Si chiamano “viaggi dei rifiuti” e comportano gravi costi economici e ambientali, nonché un eccessivo ricorso alla discarica: nel Mezzogiorno il 41% dei rifiuti viene ancora smaltito in questo modo (mentre l’UE impone di scendere al di sotto del 10% entro il 2035), e al contempo la vita residua delle discariche in esercizio si stima che arrivi solo fino al 2022.

Gli impianti di trattamento sono infrastrutture essenziali e non più differibili, la cui realizzazione porterebbe notevoli vantaggi economici, ambientali e sociali: investimenti in grado di produrre ricchezza in quegli stessi territori che attualmente spendono risorse in maniera improduttiva. Sono questi alcuni degli elementi che emergono dalla ricerca “I fabbisogni di trattamento dei rifiuti urbani nel Sud” realizzata da Utilitalia e presentata in occasione del Green Symposium di Napoli; nello studio viene scattata una fotografia della situazione attuale e allo stesso tempo disegnato lo scenario al 2035.

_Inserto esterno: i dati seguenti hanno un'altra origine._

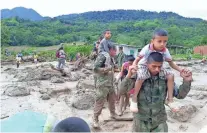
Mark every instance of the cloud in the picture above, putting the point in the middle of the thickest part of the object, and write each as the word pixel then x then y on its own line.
pixel 52 8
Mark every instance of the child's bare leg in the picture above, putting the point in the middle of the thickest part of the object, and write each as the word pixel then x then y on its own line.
pixel 121 104
pixel 170 86
pixel 126 103
pixel 133 104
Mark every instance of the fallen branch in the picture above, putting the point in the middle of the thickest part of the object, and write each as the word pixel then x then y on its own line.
pixel 119 119
pixel 3 117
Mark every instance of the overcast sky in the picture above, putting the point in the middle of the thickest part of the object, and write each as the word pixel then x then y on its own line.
pixel 52 8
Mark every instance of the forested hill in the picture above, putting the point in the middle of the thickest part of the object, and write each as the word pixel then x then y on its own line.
pixel 128 26
pixel 123 15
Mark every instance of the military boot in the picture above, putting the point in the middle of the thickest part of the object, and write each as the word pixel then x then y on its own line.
pixel 114 116
pixel 95 123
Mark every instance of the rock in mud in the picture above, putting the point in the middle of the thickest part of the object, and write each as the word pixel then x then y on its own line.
pixel 89 66
pixel 45 97
pixel 15 90
pixel 87 72
pixel 57 80
pixel 75 77
pixel 184 114
pixel 86 84
pixel 83 101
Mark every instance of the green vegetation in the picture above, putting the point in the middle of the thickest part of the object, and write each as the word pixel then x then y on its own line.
pixel 128 27
pixel 185 57
pixel 47 53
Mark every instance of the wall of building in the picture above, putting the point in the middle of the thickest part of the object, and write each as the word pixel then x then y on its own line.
pixel 202 50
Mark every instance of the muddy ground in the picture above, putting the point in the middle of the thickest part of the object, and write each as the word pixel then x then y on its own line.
pixel 43 89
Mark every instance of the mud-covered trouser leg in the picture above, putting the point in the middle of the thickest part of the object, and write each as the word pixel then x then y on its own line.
pixel 146 126
pixel 59 63
pixel 101 96
pixel 111 101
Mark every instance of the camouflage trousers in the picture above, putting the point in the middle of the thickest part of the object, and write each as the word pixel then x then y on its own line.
pixel 103 94
pixel 147 126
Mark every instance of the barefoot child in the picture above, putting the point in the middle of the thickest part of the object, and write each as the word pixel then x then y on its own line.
pixel 124 99
pixel 158 44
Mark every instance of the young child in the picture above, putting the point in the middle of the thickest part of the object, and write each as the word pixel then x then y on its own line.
pixel 35 58
pixel 104 46
pixel 124 99
pixel 158 44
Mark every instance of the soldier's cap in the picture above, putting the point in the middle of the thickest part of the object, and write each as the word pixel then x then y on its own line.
pixel 134 76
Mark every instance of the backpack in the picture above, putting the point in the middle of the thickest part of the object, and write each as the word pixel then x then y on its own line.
pixel 57 54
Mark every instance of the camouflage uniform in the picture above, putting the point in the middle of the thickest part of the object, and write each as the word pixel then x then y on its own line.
pixel 151 98
pixel 104 84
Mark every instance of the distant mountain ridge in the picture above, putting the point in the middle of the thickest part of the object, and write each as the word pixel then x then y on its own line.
pixel 123 15
pixel 101 16
pixel 21 12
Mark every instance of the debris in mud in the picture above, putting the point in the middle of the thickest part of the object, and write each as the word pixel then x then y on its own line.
pixel 16 90
pixel 184 113
pixel 44 90
pixel 89 66
pixel 183 128
pixel 45 97
pixel 58 91
pixel 86 84
pixel 83 101
pixel 87 72
pixel 57 80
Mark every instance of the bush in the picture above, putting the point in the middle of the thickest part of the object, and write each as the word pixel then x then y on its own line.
pixel 71 51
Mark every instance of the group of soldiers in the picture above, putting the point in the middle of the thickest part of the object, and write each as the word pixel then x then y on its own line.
pixel 151 99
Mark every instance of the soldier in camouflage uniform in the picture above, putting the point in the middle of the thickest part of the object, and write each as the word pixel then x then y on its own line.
pixel 151 99
pixel 104 70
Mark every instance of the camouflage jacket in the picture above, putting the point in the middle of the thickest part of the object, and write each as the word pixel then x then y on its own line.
pixel 103 79
pixel 152 97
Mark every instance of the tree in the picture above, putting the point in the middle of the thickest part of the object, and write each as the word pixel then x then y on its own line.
pixel 5 35
pixel 204 40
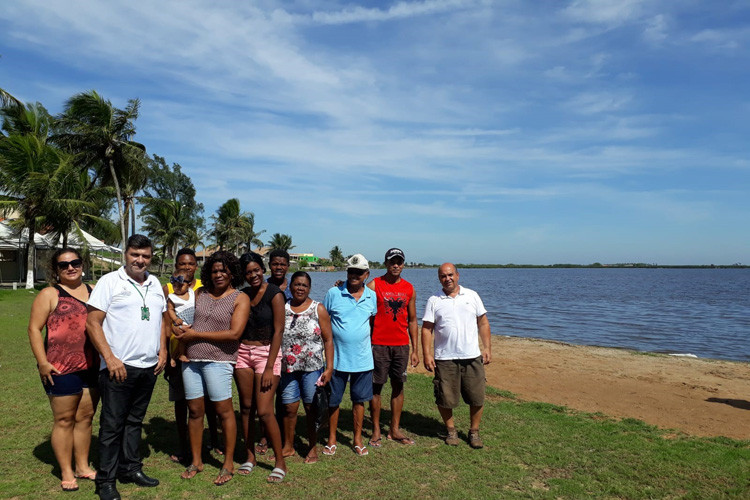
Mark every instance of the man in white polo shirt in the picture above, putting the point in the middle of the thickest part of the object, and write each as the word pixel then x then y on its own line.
pixel 126 309
pixel 458 318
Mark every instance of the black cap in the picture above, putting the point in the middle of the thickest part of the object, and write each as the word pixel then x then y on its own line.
pixel 394 252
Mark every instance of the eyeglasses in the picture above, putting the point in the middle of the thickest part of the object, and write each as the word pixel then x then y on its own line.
pixel 63 264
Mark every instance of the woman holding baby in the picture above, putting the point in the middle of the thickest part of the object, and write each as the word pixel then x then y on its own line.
pixel 211 345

Se si pensa che la questione sia solo del Sud, però, ci si sbaglia di grosso: l’economia dei rifiuti al Nord risulta maggiormente integrata in un mercato più ampio, anche sovranazionale, in linea con l’ampia disponibilità e varietà impiantistica che caratterizza la macroarea, ma il minore grado di autosufficienza si riscontra anche nel Centro Italia, da dove quasi 5 Mt nel 2016, corrispondenti al 14% del totale movimentato, vengono trasferiti verso altre macro-aree.

Per quanto riguarda invece le 8 regioni del Sud, nel 2018 erano operativi 69 impianti di trattamento del rifiuto organico, 51 impianti di trattamento meccanico biologico (TMB), 6 inceneritori, 2 co-inceneritori e 46 discariche. Il Mezzogiorno ha esportato verso le regioni del Centro-Nord 420mila tonnellate di organico (il 30% della produzione), mentre altre 80mila sono state movimentate all’interno del Sud stesso; per quanto riguarda il rifiuto indifferenziato e trattato nei TMB ai fini del recupero energetico, sono state esportate 190mila tonnellate (il 18% di quanto è stato trattato nei termovalorizzatori del Mezzogiorno), mentre altre 70mila tonnellate si sono mosse all’interno della macroregione.

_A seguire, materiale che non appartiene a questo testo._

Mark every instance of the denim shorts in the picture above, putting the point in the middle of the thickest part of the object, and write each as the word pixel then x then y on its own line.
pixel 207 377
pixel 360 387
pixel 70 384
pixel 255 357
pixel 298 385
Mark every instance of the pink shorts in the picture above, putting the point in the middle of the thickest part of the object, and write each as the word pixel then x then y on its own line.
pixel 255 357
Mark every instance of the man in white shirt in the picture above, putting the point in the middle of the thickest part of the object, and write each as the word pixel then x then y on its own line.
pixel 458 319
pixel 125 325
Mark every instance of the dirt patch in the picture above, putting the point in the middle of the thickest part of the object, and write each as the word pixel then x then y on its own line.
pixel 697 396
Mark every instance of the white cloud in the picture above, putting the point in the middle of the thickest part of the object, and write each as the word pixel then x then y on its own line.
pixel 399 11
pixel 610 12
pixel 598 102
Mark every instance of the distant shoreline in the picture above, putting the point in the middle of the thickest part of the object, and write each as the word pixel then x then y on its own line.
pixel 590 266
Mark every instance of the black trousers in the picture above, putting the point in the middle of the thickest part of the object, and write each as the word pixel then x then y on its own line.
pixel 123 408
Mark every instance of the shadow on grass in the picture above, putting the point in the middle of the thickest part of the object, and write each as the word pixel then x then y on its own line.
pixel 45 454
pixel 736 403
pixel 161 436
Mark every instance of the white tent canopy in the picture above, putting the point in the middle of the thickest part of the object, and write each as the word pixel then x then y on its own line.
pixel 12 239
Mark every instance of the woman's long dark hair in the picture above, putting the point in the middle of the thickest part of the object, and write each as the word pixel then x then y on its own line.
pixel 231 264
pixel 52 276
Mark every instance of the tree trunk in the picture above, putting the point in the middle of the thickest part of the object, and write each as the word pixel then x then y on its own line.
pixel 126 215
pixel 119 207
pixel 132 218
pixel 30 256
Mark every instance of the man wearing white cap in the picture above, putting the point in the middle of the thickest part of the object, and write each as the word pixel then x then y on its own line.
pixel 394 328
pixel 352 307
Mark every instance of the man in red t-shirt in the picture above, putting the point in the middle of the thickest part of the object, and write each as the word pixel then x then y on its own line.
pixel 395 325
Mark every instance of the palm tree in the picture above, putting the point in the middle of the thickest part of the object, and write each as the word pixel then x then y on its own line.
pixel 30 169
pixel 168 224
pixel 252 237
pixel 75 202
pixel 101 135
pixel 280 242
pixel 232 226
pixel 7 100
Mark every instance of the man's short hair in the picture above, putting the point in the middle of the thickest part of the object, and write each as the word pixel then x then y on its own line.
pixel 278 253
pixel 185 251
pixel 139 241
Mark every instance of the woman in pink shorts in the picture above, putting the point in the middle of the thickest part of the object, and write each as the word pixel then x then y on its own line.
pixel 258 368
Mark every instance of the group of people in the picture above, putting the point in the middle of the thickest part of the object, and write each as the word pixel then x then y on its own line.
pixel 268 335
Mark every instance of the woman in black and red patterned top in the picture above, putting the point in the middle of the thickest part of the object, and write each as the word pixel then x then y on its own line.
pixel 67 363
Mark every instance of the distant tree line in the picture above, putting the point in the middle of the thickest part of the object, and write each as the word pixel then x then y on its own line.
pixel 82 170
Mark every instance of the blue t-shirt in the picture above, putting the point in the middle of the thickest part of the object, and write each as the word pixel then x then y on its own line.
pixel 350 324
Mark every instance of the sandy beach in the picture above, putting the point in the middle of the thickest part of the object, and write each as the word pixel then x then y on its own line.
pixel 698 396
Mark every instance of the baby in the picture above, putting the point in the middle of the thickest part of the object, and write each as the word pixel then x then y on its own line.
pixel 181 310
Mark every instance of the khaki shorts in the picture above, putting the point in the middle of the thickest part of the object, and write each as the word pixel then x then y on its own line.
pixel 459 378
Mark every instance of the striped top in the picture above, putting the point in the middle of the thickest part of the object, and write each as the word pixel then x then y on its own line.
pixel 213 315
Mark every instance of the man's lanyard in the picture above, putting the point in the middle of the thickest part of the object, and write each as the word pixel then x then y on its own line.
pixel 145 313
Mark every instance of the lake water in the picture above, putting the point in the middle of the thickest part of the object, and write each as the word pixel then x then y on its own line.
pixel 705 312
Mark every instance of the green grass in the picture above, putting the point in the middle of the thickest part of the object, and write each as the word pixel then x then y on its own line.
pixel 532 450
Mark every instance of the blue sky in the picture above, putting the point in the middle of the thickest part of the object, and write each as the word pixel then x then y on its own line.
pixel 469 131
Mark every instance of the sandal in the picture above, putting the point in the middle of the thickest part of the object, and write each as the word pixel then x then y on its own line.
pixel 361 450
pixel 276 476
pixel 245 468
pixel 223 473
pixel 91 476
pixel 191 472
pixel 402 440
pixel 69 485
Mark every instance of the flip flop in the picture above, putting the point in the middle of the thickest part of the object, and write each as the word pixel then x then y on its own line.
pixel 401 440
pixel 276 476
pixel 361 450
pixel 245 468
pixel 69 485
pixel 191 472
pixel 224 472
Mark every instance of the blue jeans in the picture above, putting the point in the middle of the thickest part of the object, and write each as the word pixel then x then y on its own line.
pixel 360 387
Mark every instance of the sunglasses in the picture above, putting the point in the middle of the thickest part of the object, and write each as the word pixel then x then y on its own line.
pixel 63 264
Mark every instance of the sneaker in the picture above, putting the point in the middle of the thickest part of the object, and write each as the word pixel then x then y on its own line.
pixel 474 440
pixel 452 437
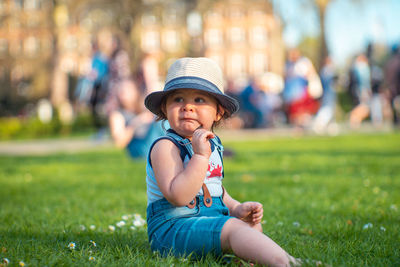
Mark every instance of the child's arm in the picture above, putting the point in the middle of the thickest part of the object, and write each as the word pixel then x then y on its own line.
pixel 179 185
pixel 250 212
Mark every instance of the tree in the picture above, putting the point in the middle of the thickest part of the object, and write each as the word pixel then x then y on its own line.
pixel 321 8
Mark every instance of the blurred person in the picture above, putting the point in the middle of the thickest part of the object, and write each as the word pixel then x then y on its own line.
pixel 302 88
pixel 147 76
pixel 131 126
pixel 92 88
pixel 119 70
pixel 376 98
pixel 391 85
pixel 251 101
pixel 363 93
pixel 326 112
pixel 189 212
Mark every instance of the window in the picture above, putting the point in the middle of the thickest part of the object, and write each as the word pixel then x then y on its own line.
pixel 31 46
pixel 214 37
pixel 237 35
pixel 151 40
pixel 237 64
pixel 258 36
pixel 3 47
pixel 258 63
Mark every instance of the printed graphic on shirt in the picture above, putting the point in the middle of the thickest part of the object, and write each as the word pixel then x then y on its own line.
pixel 214 170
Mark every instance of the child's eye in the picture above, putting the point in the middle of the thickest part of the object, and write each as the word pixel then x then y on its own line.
pixel 178 99
pixel 199 100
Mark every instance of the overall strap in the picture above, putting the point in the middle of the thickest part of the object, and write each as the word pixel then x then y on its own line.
pixel 185 144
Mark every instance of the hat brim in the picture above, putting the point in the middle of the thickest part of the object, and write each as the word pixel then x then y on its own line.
pixel 154 100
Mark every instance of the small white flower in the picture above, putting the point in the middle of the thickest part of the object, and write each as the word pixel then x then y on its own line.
pixel 120 223
pixel 138 223
pixel 71 245
pixel 367 226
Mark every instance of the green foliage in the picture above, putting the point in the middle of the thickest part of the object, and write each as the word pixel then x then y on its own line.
pixel 32 127
pixel 330 199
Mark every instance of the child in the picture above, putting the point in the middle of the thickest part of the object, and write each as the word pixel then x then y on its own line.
pixel 189 212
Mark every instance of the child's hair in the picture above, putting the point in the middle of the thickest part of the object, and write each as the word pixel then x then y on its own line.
pixel 201 74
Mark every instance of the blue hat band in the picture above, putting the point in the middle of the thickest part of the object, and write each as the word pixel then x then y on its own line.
pixel 192 82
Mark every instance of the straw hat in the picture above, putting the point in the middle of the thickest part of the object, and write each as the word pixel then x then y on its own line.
pixel 193 73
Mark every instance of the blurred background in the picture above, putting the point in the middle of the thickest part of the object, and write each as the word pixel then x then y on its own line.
pixel 319 65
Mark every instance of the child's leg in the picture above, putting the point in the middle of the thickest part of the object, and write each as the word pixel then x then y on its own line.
pixel 250 244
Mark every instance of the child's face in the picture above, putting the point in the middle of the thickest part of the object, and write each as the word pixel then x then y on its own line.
pixel 188 109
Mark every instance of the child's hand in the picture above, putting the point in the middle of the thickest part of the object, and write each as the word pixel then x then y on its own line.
pixel 250 212
pixel 200 143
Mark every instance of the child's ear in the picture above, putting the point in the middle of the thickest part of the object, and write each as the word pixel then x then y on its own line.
pixel 164 109
pixel 220 113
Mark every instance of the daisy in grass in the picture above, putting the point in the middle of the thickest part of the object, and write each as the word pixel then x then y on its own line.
pixel 120 223
pixel 71 246
pixel 138 220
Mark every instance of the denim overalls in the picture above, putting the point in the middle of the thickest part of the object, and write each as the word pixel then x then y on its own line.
pixel 182 231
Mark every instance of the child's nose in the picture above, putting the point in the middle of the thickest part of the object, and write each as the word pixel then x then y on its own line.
pixel 188 106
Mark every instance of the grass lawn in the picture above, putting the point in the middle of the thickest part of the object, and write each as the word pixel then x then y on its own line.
pixel 333 199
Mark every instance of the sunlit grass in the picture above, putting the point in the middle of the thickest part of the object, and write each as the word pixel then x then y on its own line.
pixel 331 199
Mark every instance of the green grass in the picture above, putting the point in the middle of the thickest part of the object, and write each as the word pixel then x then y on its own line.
pixel 319 193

Secondo l’analisi di Utilitalia – che tiene conto dei target fissati dal Pacchetto Ue sull’economia circolare al 2035, e in particolare del raggiungimento del 65% di riciclaggio e dell’uso della discarica per una quota al massimo del 10% – considerando la capacità attualmente installata, se si vuole annullare entro quella data l’export dei rifiuti, servono investimenti pari a 2,2 miliardi di euro, oltre a quelli per lo sviluppo delle raccolte differenziate e dell’applicazione della tariffa puntuale: ciò per soddisfare il fabbisogno di trattamento della frazione organica per ulteriori 2 milioni di tonnellate, e di incenerimento con recupero di energia per ulteriori 1,3 milioni di tonnellate.

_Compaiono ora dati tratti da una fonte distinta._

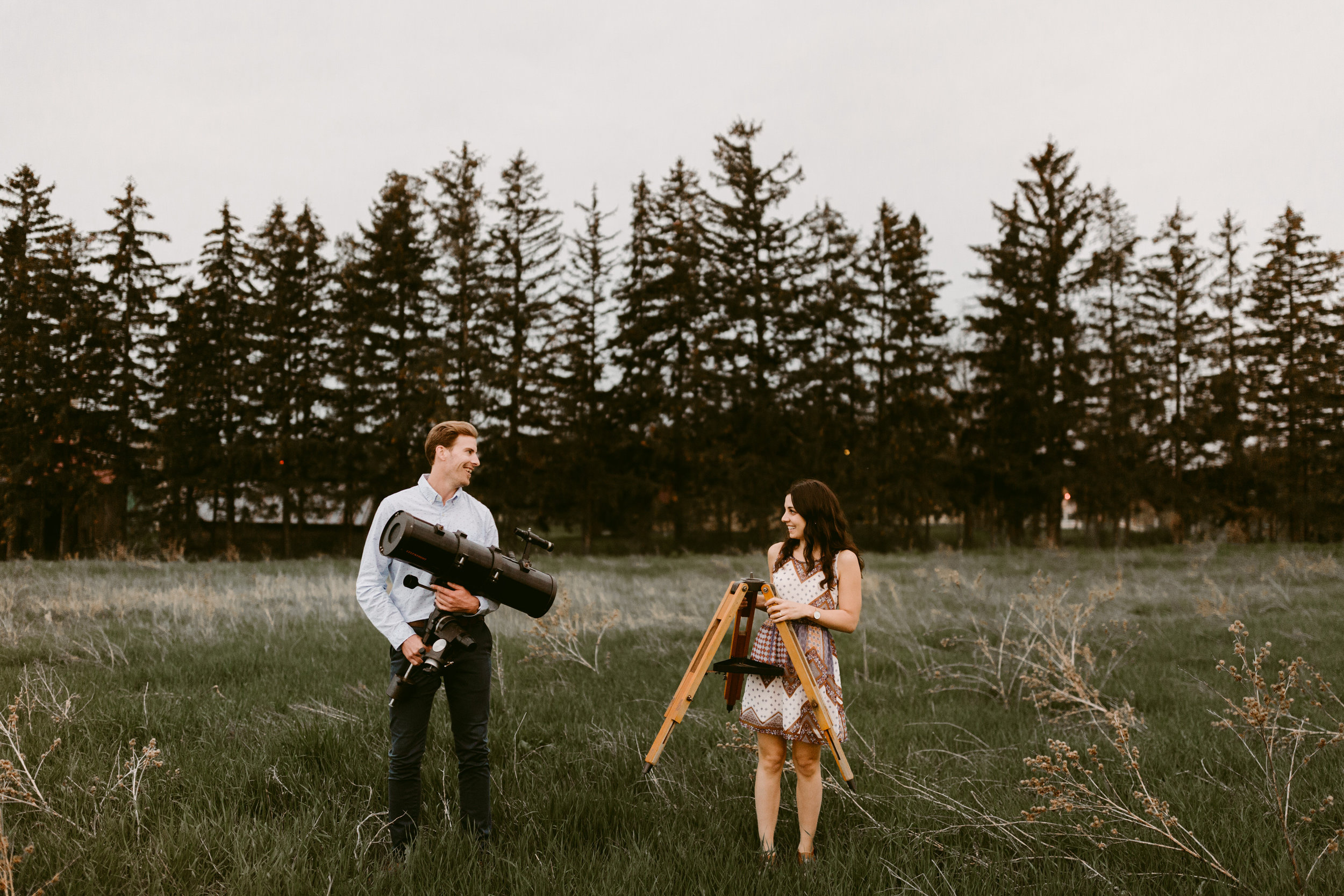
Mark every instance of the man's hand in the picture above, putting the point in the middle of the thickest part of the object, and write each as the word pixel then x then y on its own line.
pixel 455 598
pixel 414 649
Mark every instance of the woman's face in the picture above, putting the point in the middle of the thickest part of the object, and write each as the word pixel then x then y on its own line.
pixel 792 520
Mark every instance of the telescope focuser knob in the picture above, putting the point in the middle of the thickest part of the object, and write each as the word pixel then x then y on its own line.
pixel 528 540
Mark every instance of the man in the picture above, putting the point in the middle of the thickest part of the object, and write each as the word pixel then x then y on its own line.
pixel 401 613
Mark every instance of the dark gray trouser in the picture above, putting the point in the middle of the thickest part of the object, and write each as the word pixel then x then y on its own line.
pixel 468 687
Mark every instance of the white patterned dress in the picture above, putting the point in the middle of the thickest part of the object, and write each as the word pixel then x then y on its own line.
pixel 780 706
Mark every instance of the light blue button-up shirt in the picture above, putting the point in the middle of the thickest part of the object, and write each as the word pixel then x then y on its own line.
pixel 391 610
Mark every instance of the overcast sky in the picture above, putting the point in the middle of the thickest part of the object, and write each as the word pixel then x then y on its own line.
pixel 931 105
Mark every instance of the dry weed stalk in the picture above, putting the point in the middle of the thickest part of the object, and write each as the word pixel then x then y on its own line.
pixel 10 862
pixel 18 777
pixel 131 776
pixel 1281 739
pixel 555 637
pixel 1039 652
pixel 1114 793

L’economia circolare infatti non gira da sé, e senza una politica industriale a supporto e senza la dotazione impiantistica necessaria sul territorio, gli unici a girare sono i rifiuti in cerca di una destinazione (legale, quando va bene) dove essere smaltiti.

Nello specifico, nel Mezzogiorno la realizzazione degli impianti di trattamento del rifiuto organico, oltre a chiudere il cerchio dei rifiuti a livello macro-regionale, permetterebbe di produrre 140 milioni di metri cubi l’anno di biometano: un quantitativo in grado di soddisfare la necessità di riscaldamento di 140mila famiglie, con un risparmio di 260mila tonnellate di CO2 l’anno.